I don\'t see the different between C#\'s (and VB\'s) new async features, and .NET 4.0\'s Task Parallel Library. Take, for example, Eric Lippert\'s code from here:
The problem here is that the signature of ArchiveDocuments
is misleading. It has an explicit return of void
but really the return is Task
. To me void implies synchronous as there is no way to "wait" for it to finish. Consider the alternate signature of the function.
async Task ArchiveDocuments(List<Url> urls) {
...
}
To me when it's written this way the difference is much more obvious. The ArchiveDocuments
function is not one that completes synchronously but will finish later.
There is a huge difference:
Wait()
blocks, await
does not block. If you run the async version of ArchiveDocuments()
on your GUI thread, the GUI will stay responsive while the fetching and archiving operations are running.
If you use the TPL version with Wait()
, your GUI will be blocked.
Note that async
manages to do this without introducing any threads - at the point of the await
, control is simply returned to the message loop. Once the task being waited for has completed, the remainder of the method (continuation) is enqueued on the message loop and the GUI thread will continue running ArchiveDocuments
where it left off.
Anders boiled it down to a very succinct answer in the Channel 9 Live interview he did. I highly recommend it
The new Async and await keywords allow you to orchestrate concurrency in your applications. They don't actually introduce any concurrency in to your application.
TPL and more specifically Task is one way you can use to actually perform operations concurrently. The new async and await keyword allow you to compose these concurrent operations in a "synchronous" or "linear" fashion.
So you can still write a linear flow of control in your programs while the actual computing may or may not happen concurrently. When computation does happen concurrently, await and async allow you to compose these operations.
The await keyword does not introduce concurrency. It is like the yield keyword, it tells the compiler to restructure your code into lambda controlled by a state machine.
To see what await code would look like without 'await' see this excellent link: http://blogs.msdn.com/b/windowsappdev/archive/2012/04/24/diving-deep-with-winrt-and-await.aspx
The call to FetchAsync()
will still block until it completes (unless a statement within calls await
?) The key is that control is returned to the caller (because the ArchiveDocuments
method itself is declared as async
). So the caller can happily continue processing UI logic, respond to events, etc.
When FetchAsync()
completes, it interrupts the caller to finish the loop. It hits ArchiveAsync()

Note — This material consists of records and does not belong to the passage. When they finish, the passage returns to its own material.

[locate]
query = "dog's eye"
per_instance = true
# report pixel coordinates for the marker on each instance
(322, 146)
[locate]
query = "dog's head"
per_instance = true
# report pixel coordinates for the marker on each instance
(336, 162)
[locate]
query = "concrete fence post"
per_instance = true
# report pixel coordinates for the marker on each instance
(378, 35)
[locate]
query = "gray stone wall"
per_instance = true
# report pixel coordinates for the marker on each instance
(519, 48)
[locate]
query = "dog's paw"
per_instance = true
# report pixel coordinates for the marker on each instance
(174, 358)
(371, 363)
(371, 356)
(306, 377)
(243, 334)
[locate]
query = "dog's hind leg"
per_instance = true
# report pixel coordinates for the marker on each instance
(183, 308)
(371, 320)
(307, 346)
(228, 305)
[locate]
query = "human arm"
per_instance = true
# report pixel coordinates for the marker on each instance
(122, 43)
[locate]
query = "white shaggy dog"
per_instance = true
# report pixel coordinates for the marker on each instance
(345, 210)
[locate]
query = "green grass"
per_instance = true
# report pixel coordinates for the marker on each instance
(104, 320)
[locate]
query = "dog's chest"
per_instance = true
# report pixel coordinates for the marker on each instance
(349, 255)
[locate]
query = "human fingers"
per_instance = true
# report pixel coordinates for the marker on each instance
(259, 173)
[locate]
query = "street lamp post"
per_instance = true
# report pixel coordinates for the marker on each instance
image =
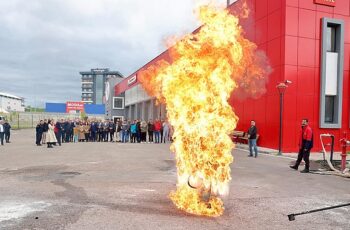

and blocks, but ArchiveAsync()
probably just creates a new task, starts it, and returns the task. This allows the second loop to begin, while the task is processing.
The second loop hits FetchAsync()
and blocks, returning control to the caller. When FetchAsync()
completes, it again interrupts the caller to continue processing. It then hits await archive
, which returns control to the caller until the Task
created in loop 1 completes. Once that task is complete, the caller is again interrupted, and the second loop calls ArchiveAsync()
, which gets a started task and begins loop 3, repeat ad nauseum.
The key is returning control to the caller while the heavy lifters are executing.
I think the misunderstanding arises here:
It seems that the await keyword is serving two different purposes. The first occurrence (FetchAsync) seems to mean, "If this value is used later in the method and its task isn't finished, wait until it completes before continuing." The second instance (archive) seems to mean, "If this task is not yet finished, wait right now until it completes." If I'm wrong, please correct me.
This is actually completely incorrect. Both of these have the same meaning.
In your first case:
var document = await FetchAsync(urls[i]);
What happens here, is that the runtime says "Start calling FetchAsync, then return the current execution point to the thread calling this method." There is no "waiting" here - instead, execution returns to the calling synchronization context, and things keep churning. At some point in the future, FetchAsync's Task will complete, and at that point, this code will resume on the calling thread's synchronization context, and the next statement (assigning the document variable) will occur.
Execution will then continue until the second await call - at which time, the same thing will happen - if the Task<T>
(archive) isn't complete, execution will be released to the calling context - otherwise, the archive will be set.
In the second case, things are very different - here, you're explicitly blocking, which means that the calling synchronization context will never get a chance to execute any code until your entire method completes. Granted, there is still asynchrony, but the asynchrony is completely contained within this block of code - no code outside of this pasted code will happen on this thread until all of your code completes.